We hold that the statute as it was applied in this case was invalid, and the orders made under it were erroneous, as denying to the plaintiff the equal protection of the laws. This conclusion renders it unnecessary to consider the contention made under the due process clause.
Mr. Justice BRANDEIS, dissenting, with whom Mr. Justice HOLMES concurs.
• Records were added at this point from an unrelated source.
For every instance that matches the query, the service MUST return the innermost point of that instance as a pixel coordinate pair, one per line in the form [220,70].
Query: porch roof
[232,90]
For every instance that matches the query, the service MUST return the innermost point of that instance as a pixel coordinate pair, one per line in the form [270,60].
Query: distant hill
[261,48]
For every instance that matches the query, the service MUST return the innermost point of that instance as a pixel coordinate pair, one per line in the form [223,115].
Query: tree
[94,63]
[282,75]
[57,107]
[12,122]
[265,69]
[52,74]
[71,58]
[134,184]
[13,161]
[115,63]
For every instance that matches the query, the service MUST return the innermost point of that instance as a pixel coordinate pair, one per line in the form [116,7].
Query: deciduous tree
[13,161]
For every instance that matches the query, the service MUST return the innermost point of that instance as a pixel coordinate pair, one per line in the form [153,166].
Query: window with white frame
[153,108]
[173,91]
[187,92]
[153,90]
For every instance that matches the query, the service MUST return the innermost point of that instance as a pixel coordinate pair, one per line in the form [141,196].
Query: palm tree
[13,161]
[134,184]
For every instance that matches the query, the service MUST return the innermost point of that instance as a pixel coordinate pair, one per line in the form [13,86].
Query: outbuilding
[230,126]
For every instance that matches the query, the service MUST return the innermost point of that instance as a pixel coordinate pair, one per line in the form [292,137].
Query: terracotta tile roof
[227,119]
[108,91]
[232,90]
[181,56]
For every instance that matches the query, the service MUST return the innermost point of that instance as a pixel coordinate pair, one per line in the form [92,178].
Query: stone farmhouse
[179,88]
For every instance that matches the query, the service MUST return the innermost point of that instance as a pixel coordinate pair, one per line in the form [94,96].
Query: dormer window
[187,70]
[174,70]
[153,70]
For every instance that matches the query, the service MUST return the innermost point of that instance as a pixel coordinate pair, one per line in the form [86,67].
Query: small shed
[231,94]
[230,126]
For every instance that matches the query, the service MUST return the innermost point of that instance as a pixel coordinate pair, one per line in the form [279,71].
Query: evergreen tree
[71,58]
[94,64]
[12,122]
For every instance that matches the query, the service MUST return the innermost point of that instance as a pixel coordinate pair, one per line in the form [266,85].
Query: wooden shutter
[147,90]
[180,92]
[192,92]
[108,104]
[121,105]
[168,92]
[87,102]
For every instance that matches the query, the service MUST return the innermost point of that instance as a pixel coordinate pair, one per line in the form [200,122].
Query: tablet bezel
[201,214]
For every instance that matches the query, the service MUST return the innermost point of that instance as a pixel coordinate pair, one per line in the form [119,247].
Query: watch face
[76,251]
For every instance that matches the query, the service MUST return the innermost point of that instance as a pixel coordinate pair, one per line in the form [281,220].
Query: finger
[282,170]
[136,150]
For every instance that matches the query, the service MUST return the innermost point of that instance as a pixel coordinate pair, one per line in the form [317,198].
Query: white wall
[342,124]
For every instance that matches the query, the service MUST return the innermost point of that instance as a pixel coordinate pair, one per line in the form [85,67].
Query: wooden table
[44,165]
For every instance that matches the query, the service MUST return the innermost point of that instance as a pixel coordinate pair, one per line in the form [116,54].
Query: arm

To sustain the contention that the statute violates the due process clause, it would be necessary to hold that under no conceivable circumstances could the trial court [262 U.S. 544, 552] have reasonably required the nonresident plaintiff who invoked its process to submit within the state to examination as a witness and to an inspection of relevant books and papers. If the order for examination was legal, it was proper to dismiss the suit in case the order was disobeyed. That there may be cases in which oral examination of a plaintiff in the presence of defendant and by counsel familiar with the matter in issue is essential to an adequate presentation of the facts cannot be doubted. If so, it is within the power of a state to require that a plaintiff shall submit to such preliminary examination some-where. Whether this was a case requiring such examination could be determined properly only upon hearing the parties; and for such hearing opportunity was given by the judge of the trial court. If this was a case in which oral examination and inspection of the documents was essential to an adequate presentation of the matter in controversy, it was necessary, in order to secure it, that either the plaintiff's secretary should go to Milwaukee for examination, or that defendant and counsel should go to Louisville. Whether, under such circumstances, the plaintiff should in fairness be required to come to the place where he instituted suit, or the defendants be obliged to go with counsel to the plaintiff's place of residence, was, likewise, a matter which could properly be determined only upon hearing the parties; and this opportunity was given by the judge of the trial court. It cannot be that the due process clause of the Fourteenth Amendment deprives a state of the power to authorize its courts to so mould their process as to secure, in this way, the adequate presentation of a case.
To sustain the contention that the statute denies to plaintiff equal protection of the laws would seem to require the court to overrule Blake v. McClung, 172 U.S. 239, 260 , 261 S., 19 Sup. Ct. 165, and many other cases. The plaintiff, a foreign corporation, not doing business within the state [262 U.S. 544, 553] of Wisconsin, was not a person 'within its jurisdiction.' Moreover, the statutory provision complained of put nonresidents substantially upon an equality with residents. Compare Kane v. New Jersey, 242 U.S. 160, 167 , 37 S. Sup. Ct. 30. No question of interstate commerce is involved. In my opinion the equal protection clause does not prevent Wisconsin from moulding, in the case of foreign corporations, the details of its judicial procedure to accord with the requirements of justice.
[ Footnote 1 ] After the proceedings in the Milwaukee court some changes were made in this procedural measure, but the changes do not affect the orders in question.